# Slot Car Speedway (Jacksonville, FL) Enduro Race Results



## Wingless Wonder (Aug 26, 2006)

Hey folks, here's a quick run-down on the results, with a full report to follow soon after!

*Placing	Team	Laps	Avg.*
1	Tom M., Jeremy	1865	116.56
2	JT, Rollin	1839	114.94
3	Buddy, Austin, Bob	1695	105.94
4	Rick, Darin, Josh	1646	102.88
5	Doug, Wes	1629	101.81
6	Dave	1613	100.81
7	John P., Pinky, Johnny B.	1554	97.13
8	Cap, Kyle	1523	95.19
9	Erik S., Tom S.	851	53.19


Dave managed to run the entire race by himself after his partner was unable to show up, and Erik ran 15 of 16 heats as Tom S. had some health issues. There were a handful of motor failures, including Cap and Kyle, and Erik and Tom S. had their car suffer irreversible damage in the early going that eventually forced Erik to pull it as a DNF.

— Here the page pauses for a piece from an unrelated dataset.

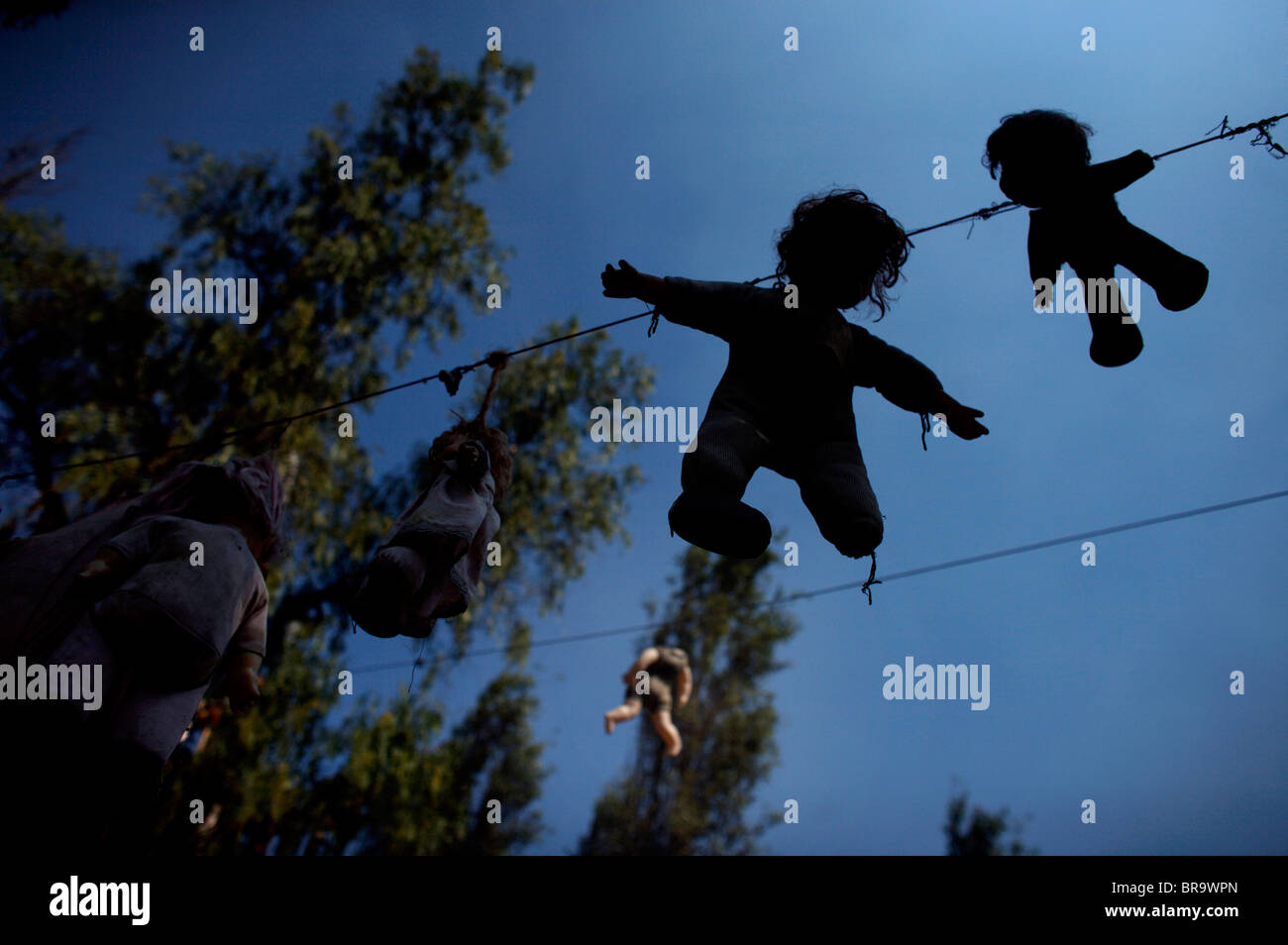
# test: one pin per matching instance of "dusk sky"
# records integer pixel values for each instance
(1109, 682)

Congrats to Kyle for turning a pretty consistent race in what I believe is his first 1/24 race!


----------



## Wingless Wonder (Aug 26, 2006)

Here's a selection of photos taken during the race. Sorry they took so long to get up, I tried doing it last night and my image card went on the fritz again, which caused it to have problems reading the images. I spent all night last night getting the images back, and unfortunately they aren't as high a quality as the originals (which were a pretty high resolution). I think you'll agree that they still look just fine!
















Assorted views of our three race bodies prior to running them, on our work desk (well, one of the work desks, anyway). I'll get a shot of the Bentlee that made the cut later, so you can see it post-race.



Pre-race drivers chatting



More drivers chatting pre-race



Our pit area pre-race (to complete the view of people's prepping for the race)


----------



## Wingless Wonder (Aug 26, 2006)

Have to break up the images!


The cars during inspection (sorry guys, not enough detail to get useful information spying on other cars!)

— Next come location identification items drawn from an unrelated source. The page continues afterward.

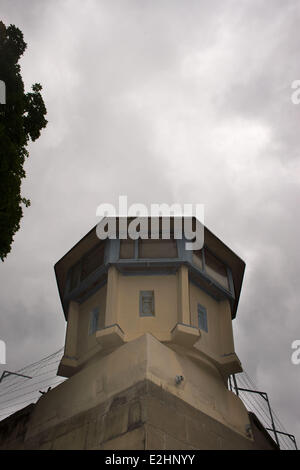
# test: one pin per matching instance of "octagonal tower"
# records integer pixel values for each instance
(148, 350)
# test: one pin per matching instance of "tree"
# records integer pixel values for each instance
(22, 117)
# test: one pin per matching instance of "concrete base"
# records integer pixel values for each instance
(129, 399)
(144, 417)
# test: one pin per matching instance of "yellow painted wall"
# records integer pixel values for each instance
(86, 342)
(165, 301)
(218, 340)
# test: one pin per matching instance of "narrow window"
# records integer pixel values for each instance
(93, 320)
(127, 249)
(146, 303)
(202, 318)
(216, 269)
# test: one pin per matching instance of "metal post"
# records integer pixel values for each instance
(235, 385)
(272, 420)
(6, 373)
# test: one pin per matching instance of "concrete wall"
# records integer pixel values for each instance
(142, 417)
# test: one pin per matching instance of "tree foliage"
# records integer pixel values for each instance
(21, 119)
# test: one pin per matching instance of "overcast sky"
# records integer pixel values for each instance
(164, 101)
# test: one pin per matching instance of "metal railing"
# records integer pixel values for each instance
(266, 415)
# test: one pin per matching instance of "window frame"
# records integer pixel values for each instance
(202, 310)
(142, 295)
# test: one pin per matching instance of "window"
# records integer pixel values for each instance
(92, 260)
(127, 249)
(75, 276)
(197, 259)
(146, 303)
(149, 248)
(216, 269)
(93, 325)
(202, 318)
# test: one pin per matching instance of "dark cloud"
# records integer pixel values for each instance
(172, 102)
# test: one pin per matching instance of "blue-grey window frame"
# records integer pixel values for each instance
(93, 320)
(144, 293)
(202, 325)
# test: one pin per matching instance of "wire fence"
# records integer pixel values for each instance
(16, 392)
(258, 404)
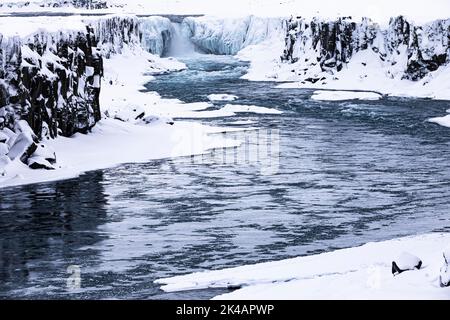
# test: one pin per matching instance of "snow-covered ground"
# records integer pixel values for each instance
(356, 273)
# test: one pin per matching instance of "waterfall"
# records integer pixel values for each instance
(180, 45)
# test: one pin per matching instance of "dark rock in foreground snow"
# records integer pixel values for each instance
(405, 262)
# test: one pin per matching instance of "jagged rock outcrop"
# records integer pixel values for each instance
(332, 44)
(51, 81)
(50, 85)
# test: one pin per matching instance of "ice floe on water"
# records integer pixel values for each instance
(443, 121)
(322, 95)
(239, 108)
(357, 273)
(222, 97)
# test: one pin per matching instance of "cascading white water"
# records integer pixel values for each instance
(180, 45)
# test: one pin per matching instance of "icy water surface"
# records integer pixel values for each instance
(350, 172)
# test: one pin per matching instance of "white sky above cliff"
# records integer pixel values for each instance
(378, 10)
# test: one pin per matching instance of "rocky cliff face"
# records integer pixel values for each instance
(50, 85)
(420, 49)
(52, 82)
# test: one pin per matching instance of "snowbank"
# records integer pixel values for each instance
(356, 273)
(344, 95)
(136, 126)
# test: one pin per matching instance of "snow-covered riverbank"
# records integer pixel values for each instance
(136, 126)
(356, 273)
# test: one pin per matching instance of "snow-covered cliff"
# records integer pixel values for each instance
(408, 51)
(50, 84)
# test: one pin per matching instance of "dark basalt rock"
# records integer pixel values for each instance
(337, 41)
(59, 95)
(53, 80)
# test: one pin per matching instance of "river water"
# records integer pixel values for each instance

Cars lined up for inspection



All of the cars layed out. In order, L to R: Wes and Doug; Tom S. and Erik; Rick, Darin, and Josh; Dave; Tom M. and Jeremy; Rollin and JT; Buddy, Austin, and Bob; Cap and Kyle; and in the front, John P. Johnny B., and Pinky.


The opening line-up




Mid-race action!


----------



## Wingless Wonder (Aug 26, 2006)

Our pit area post race... note the level of Mountain Dew, the number of discarded wheels, and the soldering iron ready to go






1st Place - Tom M., Jeremy



2nd Place - Rollin, JT



3rd Place - Bob, Buddy, Austin (in the middle)



Doug and Wes proudly displaying their "I Survived!" plaque and their beat-up Mercedes




Racers relax after the race


----------



## Ragnar (Aug 22, 2006)

The full Race Report will be in Scale Auto Racing News No. 219. I just received the conformation from John Ford. 
Everyone check it out, and read the whole Magazine, it's a Great publication suporting Slot Car Racing.


----------



## BOB LEE 00 (Jul 7, 2006)

Hey, check out the matching team uniforms for that third place team!! They look real sharp!! :thumbsup: lololo


----------



## Wingless Wonder (Aug 26, 2006)

Almost like they work at the place or something. Uncanny...


----------